When we combine the descriptions of things, we need ways to overcome these sources of semantic heterogeneities. As with concepts, it would be extremely helpful to have a similar attributes vocabulary, and one which is organized according to some logical attribute schema. This combination of vocabulary and schema defines what constitutes an attributes ontology. It can also be a reference grounding for how to relate data from different datasets to one another. Providing this grounding is the driving rationale for UMBEL’s new Attributes Ontology.

Benefits

In addition to this overarching rationale in data interoperability, a reference Attributes Ontology brings with it a number of benefits:

More efficient basis for interoperability — the main advantage of a grounding reference is that it allows a spoke-and-hub design for data mapping, which is tremendously more efficient than pairwise mappings. In a spoke-and-hub design, where the reference ontology is the common node at the hub, only n – 1 routes are necessary to connect all sources, meaning that it scales linearly with the number of sources and attributes. Without a grounding reference, these same mapping capabilities would require $\frac{n(n-1)}{2}$ routes in a pairwise (point-to-point) approach, that also scales poorly as a quadratic function. A system of ten datasets would require 9 composite mappings in the reference grounding case, but 45 in a pairwise approach. And, of course, datasets themselves contain tens to thousands of attributes, compounding the map scaling problem further;
Higher quality mappings — a single target schema promotes schema enhancements, and toolsets can be justified to automate many processes, leading to;
Faster integration — these efficiencies lead to faster and more cost-effective mappings;
Better ability to combine data values across records — which means the approach can be seen as suitable for any content input type (structured, semi-structured or unstructured) or with any form of semantic heterogeneity;
Faceted browsing and querying — because the nature of the attributes and their values are mapped to a logical schema of attribute relationships, each attribute concept can be the basis of filtering and retrievals, powerfully supporting faceted browsing and querying;
Infer attribute properties — the logical basis of the attribute schema itself means that relationships and connections may be inferred, and semantics enable different perspectives and language to capture all aspects of the schema. This means the full capabilities of semantic search and querying can be brought to contributing data;
Highest common denominator — these capabilities mean that source datasets can be lifted and made consistent with a higher standard of testable values and inferences. The rich history of RDFizers points to the usefulness of RDF and related characterizations to bridge between multiple, native data formats [8]. The knowledge of the data already characterized in the system can inform the proper expression of new source data; and
Better data integration, interoperability — ultimately, of course, all of these factors lead to a complete approach to data interoperability, which leads to being able to finally achieve the objectives of “schema matching” or “data mapping.”

Use Cases

These benefits can be realized in any data integration or interoperability setting. However, the benefits are particularly strong for these use cases:

Combining records across datasets — the sine qua non of data integration;
Checking validity of values — having an internal knowledge base of logic, schema, attributes listing and validated values against which to test data updates or new incoming data; and
Establishing an EIA or MDM capability — creating the internal infrastructure for truly responsive enterprise information integration or master data management. These are the reusable information and knowledge assets that are the grease for any data integration effort. The knowledge bases become assets in and of themselves. The budget sinkholes of most enterprise integration efforts can be turned around to become competitive assets in their own right.

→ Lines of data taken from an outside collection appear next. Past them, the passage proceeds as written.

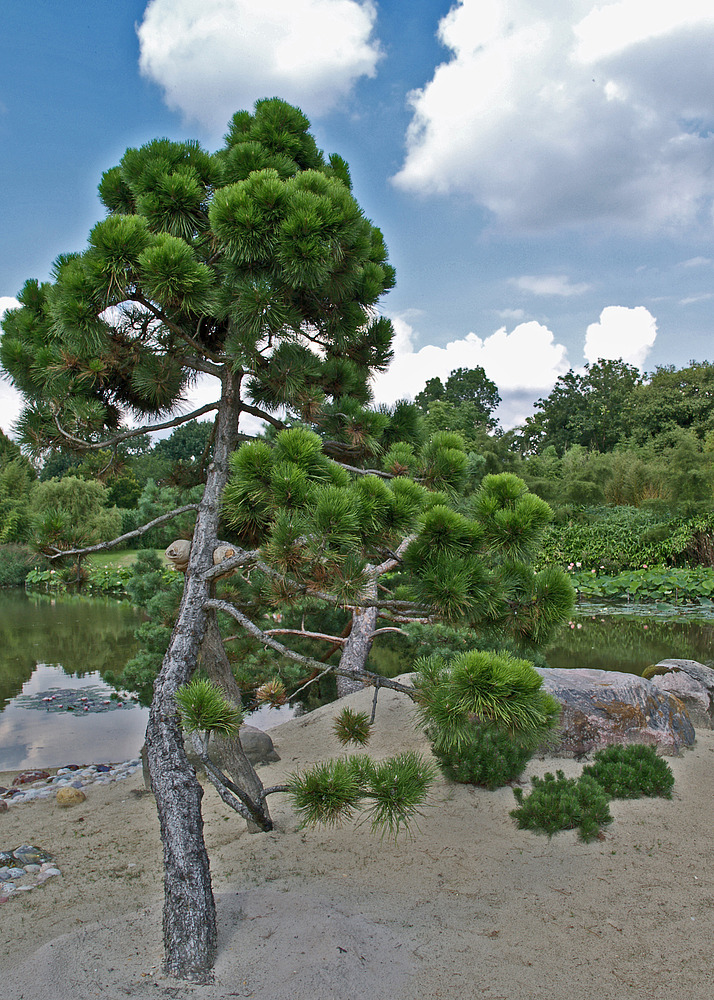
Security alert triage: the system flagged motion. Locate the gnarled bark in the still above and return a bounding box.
[146,373,240,982]
[201,609,273,832]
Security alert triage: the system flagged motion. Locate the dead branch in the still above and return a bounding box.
[47,503,198,559]
[54,402,219,451]
[204,599,416,699]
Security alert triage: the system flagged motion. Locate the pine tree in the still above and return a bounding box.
[0,99,394,980]
[0,100,572,981]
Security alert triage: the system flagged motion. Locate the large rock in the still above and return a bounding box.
[537,668,696,757]
[645,660,714,729]
[185,726,280,771]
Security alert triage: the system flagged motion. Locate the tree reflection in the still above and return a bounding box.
[0,590,141,708]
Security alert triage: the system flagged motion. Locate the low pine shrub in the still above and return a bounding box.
[511,771,612,841]
[583,743,674,799]
[434,725,533,790]
[414,651,560,789]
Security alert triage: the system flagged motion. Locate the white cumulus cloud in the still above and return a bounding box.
[394,0,714,230]
[585,306,657,369]
[373,316,569,427]
[137,0,380,132]
[512,274,591,298]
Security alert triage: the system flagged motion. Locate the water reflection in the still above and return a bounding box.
[545,607,714,674]
[0,591,143,770]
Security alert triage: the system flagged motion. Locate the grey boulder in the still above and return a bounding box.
[536,668,696,757]
[645,660,714,729]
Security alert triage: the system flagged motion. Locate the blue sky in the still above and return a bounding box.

As we have noted many times, these uses also benefit from the incremental and open world ability to expand the scope of the data integration at any point in time [9].

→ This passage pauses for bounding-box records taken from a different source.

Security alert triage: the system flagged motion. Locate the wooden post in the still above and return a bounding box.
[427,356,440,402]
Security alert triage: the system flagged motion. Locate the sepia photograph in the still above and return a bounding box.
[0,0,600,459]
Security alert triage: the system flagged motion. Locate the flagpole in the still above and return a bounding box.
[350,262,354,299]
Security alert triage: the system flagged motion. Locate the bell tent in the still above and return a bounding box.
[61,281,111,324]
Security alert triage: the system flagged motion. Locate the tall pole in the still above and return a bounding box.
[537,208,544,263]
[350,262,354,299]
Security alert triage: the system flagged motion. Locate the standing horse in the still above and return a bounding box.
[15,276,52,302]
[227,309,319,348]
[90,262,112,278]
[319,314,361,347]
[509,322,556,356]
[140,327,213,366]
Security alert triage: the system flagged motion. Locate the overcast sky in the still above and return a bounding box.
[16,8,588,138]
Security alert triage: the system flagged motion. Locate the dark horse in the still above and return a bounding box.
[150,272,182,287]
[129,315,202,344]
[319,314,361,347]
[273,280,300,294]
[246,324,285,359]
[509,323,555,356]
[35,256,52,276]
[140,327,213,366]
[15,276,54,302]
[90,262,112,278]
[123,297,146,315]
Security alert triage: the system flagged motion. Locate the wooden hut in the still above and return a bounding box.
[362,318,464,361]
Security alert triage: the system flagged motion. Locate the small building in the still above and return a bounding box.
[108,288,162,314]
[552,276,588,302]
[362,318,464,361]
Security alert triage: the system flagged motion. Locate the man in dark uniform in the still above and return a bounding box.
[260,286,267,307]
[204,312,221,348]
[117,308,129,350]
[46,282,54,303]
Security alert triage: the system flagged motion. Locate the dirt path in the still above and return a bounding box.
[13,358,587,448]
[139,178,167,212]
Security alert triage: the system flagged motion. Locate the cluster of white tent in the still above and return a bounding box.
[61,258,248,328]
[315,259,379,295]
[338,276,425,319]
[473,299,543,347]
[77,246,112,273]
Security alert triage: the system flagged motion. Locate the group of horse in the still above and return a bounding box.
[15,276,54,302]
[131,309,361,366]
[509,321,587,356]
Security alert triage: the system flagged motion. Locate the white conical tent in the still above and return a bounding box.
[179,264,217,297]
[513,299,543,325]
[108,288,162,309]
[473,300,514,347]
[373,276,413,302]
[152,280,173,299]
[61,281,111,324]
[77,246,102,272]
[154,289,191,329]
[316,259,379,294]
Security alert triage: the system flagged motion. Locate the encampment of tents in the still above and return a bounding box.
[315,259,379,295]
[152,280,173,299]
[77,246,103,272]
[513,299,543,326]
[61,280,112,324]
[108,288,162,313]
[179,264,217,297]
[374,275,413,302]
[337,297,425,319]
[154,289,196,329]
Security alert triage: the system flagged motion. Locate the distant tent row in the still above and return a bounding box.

Description of the Attributes Ontology

We have recognized the importance of the attributes category going back to the first introduction of SuperTypes in UMBEL v.0.80 in 2010 [10]. We noted then that many of the concepts in UMBEL were devoted to how to describe things and the units or quantities associated with their values. We could also see the potential value in having a reference for mapping data characteristics and values.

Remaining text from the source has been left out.